A federal appeals court has ruled, in the case of a deaf child from Kentucky, that the “appropriate education” guaranteed under federal law to handicapped children doesn’t necessarily mean the best available.
A couple from Bullitt County had sued the county school board, claiming that their profoundly deaf son would be denied an “appropriate” education if he were removed from a school that teaches oral communication.
At the Bullitt County district’s expense, the child had attended a school in nearby Jefferson County where the oral-communication method was used. When the Bullitt County board instituted its own program for hearing-impaired students and attempted to transfer the boy, his parents resisted, because they did not want their son influenced by the use of sign language in the new Bullitt County program.
In upholding a lower court’s decision, the U.S. Court of Appeals for the Sixth Circuit said that the existence of a program considered to be better by the boy’s parents did not mean that the program offered by Bullitt County school officials was inappropriate.
Robert Fossett, attorney for the state department of education, said the court’s ruling means the Bullitt County district is no longer financially responsible for the boy’s tuition and transportation costs for the out-of-county school. He said the court weighed the county’s “need to distribute scarce funds among as many children as possible” in making its decision.
Frank Hatfield, Bullitt County’s superintendent, said the the decision is significant because it prevents competition between local school districts.
“You might always find something better but not the best,” he said. “There might be a better program in Switzerland.”
The case is Michael Age v. Bullitt County Board of Education.
Colleges whose only form of federal aid is in Guaranteed Student Loans will no longer be subject to the Education Department’s regulations barring sex discrimination, Administration officials said last week.
Some 300 schools that receive no direct federal assistance will be affected by the change in policy, which came in papers filed by the Justice Department in Grove City College v. Bell, a court case involving a small Christian school in Pennsylvania. Administration officials said the policy would probably be extended to cover Title VI of the Civil Rights Act of 1964, which bars racial discrimination.
However, colleges whose students receive Pell Grants--and schools that receive any direct federal subsidies--will continue to be subject to civil-rights regulations, the Justice Department said. The rationale for this was that Pell Grants, unlike the federally guaranteed loans, do not have to be paid back. Thus, government lawyers consider the grants to be financial assistance to institutions as well as to students.

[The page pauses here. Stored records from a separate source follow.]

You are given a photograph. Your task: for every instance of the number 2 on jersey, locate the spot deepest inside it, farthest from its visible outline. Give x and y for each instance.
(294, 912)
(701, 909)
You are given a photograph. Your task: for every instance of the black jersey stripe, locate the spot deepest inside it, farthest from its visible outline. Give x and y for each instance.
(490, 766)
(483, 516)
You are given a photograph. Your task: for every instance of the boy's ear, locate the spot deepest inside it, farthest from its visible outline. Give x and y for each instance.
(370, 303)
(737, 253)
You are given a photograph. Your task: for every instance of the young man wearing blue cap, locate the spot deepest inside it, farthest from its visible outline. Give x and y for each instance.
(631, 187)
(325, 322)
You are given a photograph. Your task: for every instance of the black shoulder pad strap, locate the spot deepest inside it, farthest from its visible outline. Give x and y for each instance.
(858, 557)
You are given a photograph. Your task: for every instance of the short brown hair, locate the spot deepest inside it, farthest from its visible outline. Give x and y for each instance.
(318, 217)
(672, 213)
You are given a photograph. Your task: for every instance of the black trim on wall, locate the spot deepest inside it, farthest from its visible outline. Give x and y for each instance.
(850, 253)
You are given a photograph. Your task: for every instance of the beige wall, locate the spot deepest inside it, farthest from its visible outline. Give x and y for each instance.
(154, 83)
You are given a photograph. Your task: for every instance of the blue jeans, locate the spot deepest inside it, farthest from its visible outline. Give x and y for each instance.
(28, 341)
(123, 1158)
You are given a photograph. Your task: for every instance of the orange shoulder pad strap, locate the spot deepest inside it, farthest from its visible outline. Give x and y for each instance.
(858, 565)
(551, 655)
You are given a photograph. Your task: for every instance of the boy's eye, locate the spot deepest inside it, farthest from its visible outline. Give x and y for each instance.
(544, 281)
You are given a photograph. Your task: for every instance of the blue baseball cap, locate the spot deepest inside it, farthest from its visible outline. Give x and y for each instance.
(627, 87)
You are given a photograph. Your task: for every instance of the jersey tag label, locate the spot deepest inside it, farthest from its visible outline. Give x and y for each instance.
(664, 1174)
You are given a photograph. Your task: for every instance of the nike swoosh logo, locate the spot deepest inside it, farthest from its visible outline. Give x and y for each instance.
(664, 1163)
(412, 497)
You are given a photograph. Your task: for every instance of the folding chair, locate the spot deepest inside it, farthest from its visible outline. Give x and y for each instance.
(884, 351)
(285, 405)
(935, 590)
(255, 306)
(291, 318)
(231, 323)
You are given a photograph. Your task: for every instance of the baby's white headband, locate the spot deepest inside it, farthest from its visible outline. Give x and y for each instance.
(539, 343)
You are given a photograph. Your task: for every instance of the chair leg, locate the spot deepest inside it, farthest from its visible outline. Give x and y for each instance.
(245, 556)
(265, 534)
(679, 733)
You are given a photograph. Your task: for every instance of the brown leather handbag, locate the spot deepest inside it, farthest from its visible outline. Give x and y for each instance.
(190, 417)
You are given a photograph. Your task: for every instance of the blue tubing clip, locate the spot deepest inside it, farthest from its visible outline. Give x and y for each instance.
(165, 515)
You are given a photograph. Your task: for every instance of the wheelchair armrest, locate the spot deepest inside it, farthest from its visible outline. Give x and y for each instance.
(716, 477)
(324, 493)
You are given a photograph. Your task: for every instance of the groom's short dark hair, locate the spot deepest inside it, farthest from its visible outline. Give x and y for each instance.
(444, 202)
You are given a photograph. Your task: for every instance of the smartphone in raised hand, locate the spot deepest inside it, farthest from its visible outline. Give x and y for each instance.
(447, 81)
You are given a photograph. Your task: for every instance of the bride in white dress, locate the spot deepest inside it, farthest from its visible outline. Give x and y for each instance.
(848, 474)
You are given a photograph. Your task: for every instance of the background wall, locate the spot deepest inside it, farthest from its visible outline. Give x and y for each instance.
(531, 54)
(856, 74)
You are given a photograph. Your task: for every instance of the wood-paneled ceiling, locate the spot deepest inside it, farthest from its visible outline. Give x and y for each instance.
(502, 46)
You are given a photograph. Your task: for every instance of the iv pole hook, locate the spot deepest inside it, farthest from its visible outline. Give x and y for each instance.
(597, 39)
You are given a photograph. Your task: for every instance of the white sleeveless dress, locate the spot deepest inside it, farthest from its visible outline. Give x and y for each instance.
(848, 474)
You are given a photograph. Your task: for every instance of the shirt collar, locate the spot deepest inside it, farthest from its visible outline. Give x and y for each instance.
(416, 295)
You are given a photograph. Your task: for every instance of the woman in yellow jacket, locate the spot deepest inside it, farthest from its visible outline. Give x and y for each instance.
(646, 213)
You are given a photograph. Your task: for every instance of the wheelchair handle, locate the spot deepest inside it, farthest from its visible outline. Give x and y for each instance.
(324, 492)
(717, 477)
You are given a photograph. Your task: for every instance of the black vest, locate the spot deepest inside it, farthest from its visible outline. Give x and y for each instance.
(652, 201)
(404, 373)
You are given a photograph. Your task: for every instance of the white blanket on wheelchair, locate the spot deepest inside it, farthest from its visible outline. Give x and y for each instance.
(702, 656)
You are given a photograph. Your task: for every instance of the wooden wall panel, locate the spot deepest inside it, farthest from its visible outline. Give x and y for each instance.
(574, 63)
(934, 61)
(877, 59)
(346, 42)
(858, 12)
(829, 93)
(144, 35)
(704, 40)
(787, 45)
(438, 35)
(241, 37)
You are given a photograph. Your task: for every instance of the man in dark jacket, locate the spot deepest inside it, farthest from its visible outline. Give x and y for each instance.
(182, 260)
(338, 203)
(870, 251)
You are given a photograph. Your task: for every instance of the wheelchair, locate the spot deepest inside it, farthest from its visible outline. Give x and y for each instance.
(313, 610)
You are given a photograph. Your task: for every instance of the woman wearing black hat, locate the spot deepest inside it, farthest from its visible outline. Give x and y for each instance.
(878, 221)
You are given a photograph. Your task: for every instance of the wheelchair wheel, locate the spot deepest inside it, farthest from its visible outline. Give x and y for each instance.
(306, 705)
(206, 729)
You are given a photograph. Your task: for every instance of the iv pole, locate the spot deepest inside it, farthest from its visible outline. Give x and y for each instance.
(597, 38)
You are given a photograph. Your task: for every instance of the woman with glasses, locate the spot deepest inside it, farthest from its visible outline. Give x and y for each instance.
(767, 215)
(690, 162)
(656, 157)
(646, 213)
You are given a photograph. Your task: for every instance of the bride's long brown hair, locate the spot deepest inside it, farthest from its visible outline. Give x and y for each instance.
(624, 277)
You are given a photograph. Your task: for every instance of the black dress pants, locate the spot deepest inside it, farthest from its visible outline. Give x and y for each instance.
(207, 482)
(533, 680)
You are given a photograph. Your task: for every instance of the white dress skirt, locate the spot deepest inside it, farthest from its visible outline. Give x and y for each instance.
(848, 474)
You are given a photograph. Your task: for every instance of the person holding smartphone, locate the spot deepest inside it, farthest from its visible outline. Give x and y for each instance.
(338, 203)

The Justice Department’s brief, filed with the U.S. Court of Appeals for the Third Circuit in Philadelphia, also alluded to the controversial question of whether civil-rights rules should cover entire institutions that receive federal funds or only the specific programs subsidized by the government.
The department “agrees that the regulations must be program-specific,” the brief said, but it did not elaborate.
The Defense Department has informed Congress that it will not seek enactment of a new G.I. Bill this year because the government “cannot afford to spend one unnecessary dollar” for defense.
The original G.I. Bill of Rights expired in 1976. Since then the armed services have offered enlistees a Veterans Educational Assistance Program, under which participants contribute $1 for every $2 in benefits received from the military.
The Pentagon’s announcement that it will not seek a new bill came during a joint meeting of the House armed-services and veterans committees on March 11. Lawrence J. Korb, assistant secretary of defense, told the committees that the military’s recent success in recruiting volunteers for the armed services makes a new program of higher-education benefits for veterans unnecessary.
Late last January the General Accounting Office issued a report questioning the cost-effectiveness of a new G.I. Bill for veterans. The report recommended that Congress refrain from approving a permanent, non-contributory educational-assistance program until the Defense Department performed a comprehensive test to determine the most cost-effective mix of incentives needed to attract enough good recruits.
Secretary of Education Terrel H. Bell, who presides over a much-reduced federal education budget this year, is doing his bit to keep his professional travel costs down, according to the weekly magazine U.S. News & World Report.
Mr. Bell, unlike the other 12 members of the President’s Cabinet, regularly travels in coach class when the requirements of his job take him out of town, according to an article in the March 15 issue.
Other high-ranking Administration officials routinely travel in first class, and some have chartered Air Force and Coast Guard jets or flown on the supersonic Concorde jet, in spite of a Presidential order to cut back travel expenses.
Secretary Bell’s explanation for his willingness to eschew the trappings of officialdom: “I need to set an example.”
Besides, he adds, “I’m a little squirt and can sit comfortably in a coach seat.”